02/16/11-by Bridgette P. LaVictoire
It should not be surprising given the recent ruling in Iowa that there are a slew of states pushing to have marriage inequality and bigotry enshrined in their state Constitutions. North Carolina is one of those states where the drive to show just how bigoted they are will probably lead to a constitutional amendment that could be rendered moot by the US Supreme Court sometime soon either with the overturning of the Defense of Marriage Act or the upholding of the ruling against Prop 8 in California.
Equality North Carolina has sent an alert warning that Republican state Senator James Forrester has started circulating an amendment in order to find co-sponsors for it. Ian Palmquist, the group’s executive director, informed Qnotes that he has not seen a copy of the amendment, but he does not believe that the text has changed a lot from the other times that it has been proposed.
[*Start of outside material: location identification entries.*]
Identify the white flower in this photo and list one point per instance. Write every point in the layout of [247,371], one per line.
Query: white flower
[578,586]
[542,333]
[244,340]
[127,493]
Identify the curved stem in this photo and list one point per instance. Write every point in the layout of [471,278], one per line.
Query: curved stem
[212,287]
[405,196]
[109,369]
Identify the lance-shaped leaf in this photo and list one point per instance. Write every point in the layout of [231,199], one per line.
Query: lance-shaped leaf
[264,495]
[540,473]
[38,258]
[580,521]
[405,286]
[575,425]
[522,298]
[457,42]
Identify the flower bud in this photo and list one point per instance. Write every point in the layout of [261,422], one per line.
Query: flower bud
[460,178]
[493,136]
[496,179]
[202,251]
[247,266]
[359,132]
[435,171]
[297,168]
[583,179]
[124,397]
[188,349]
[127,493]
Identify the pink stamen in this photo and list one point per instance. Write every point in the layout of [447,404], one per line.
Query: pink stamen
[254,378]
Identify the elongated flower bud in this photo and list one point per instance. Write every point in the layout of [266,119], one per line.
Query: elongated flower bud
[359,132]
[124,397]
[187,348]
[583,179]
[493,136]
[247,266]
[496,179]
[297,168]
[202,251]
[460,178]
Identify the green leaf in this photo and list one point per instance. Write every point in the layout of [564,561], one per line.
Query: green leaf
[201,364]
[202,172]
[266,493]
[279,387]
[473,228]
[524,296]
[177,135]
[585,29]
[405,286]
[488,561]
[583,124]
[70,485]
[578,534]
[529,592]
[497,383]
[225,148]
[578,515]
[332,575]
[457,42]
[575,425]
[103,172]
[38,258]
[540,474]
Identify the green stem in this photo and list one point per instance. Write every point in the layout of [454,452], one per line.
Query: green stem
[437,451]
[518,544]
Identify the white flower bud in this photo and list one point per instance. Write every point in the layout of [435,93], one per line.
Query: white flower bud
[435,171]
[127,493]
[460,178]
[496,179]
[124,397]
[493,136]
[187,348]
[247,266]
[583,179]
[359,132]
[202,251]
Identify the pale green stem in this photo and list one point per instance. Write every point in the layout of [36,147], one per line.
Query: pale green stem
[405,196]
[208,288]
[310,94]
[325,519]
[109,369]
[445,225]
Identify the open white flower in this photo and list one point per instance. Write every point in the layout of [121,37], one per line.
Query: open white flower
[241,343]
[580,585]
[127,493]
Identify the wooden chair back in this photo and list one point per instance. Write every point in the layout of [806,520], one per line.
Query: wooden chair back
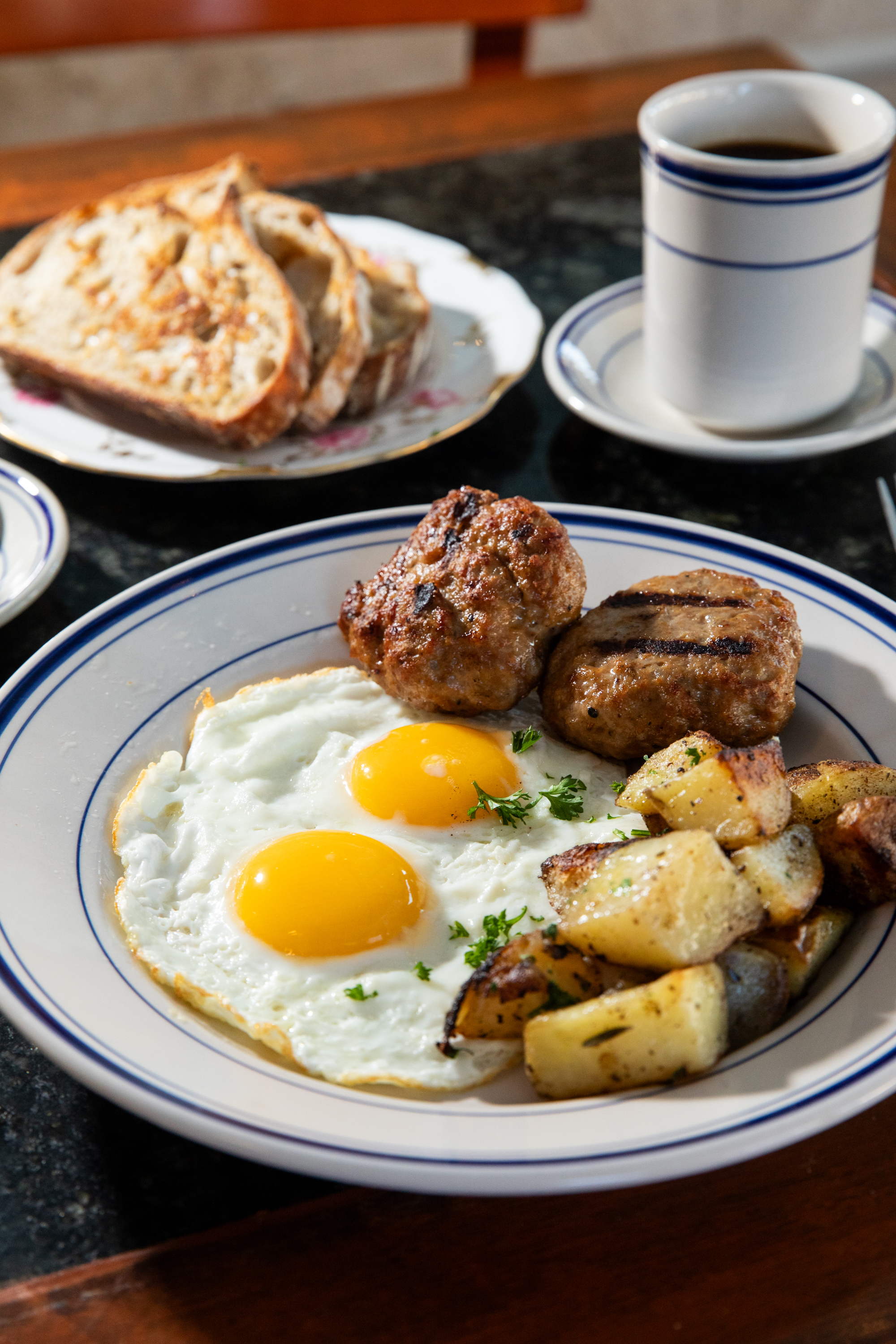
[31,26]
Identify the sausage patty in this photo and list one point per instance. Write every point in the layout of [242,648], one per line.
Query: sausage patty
[676,654]
[462,617]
The proposed constitutional amendment, held at bay for seven years by the formerly Democratically-controlled legislature, would not only ban recognition of same-sex marriages but any kind of relationship recognition for gay couples. The amendment could also ban private companies based in the state from offering domestic partner benefits.
The amendment must pass through the legislature and then be passed by a majority of the state’s voters. It must pass by a three-fifths majority in both houses. It is not clear if they will be able to meet that requirement since the House has 120 members- 67 Republicans and 52 Democrats with one Independent. The amendment would need 72 to pass. Passage is all but assured in the Senate where, out of 50 seats, the Republicans hold 31. Thirty would be needed to pass the amendment in that chamber.
So far, Palmquist has not heard if the bill had a companion in the House, and was not sure if it had been filed yet.
Forrester’s move comes just one day after Equality North Carolina held its annual Day of Action at the state legislature. Just under 200 people from across the state traveled to Raleigh to meet with their elected officials and discuss issues important to the LGBT community.
“We had a great turnout and people had a good experience talking to their legislators,” Palmquist said. “We found some opportunities I think to engage some new legislators on our issues.”
Marriage equality would still face a huge hurdle in North Carolina where the tendency has been to be more socially conservative. It is likely that, should this pass the Assembly, it will pass in a vote by the general public.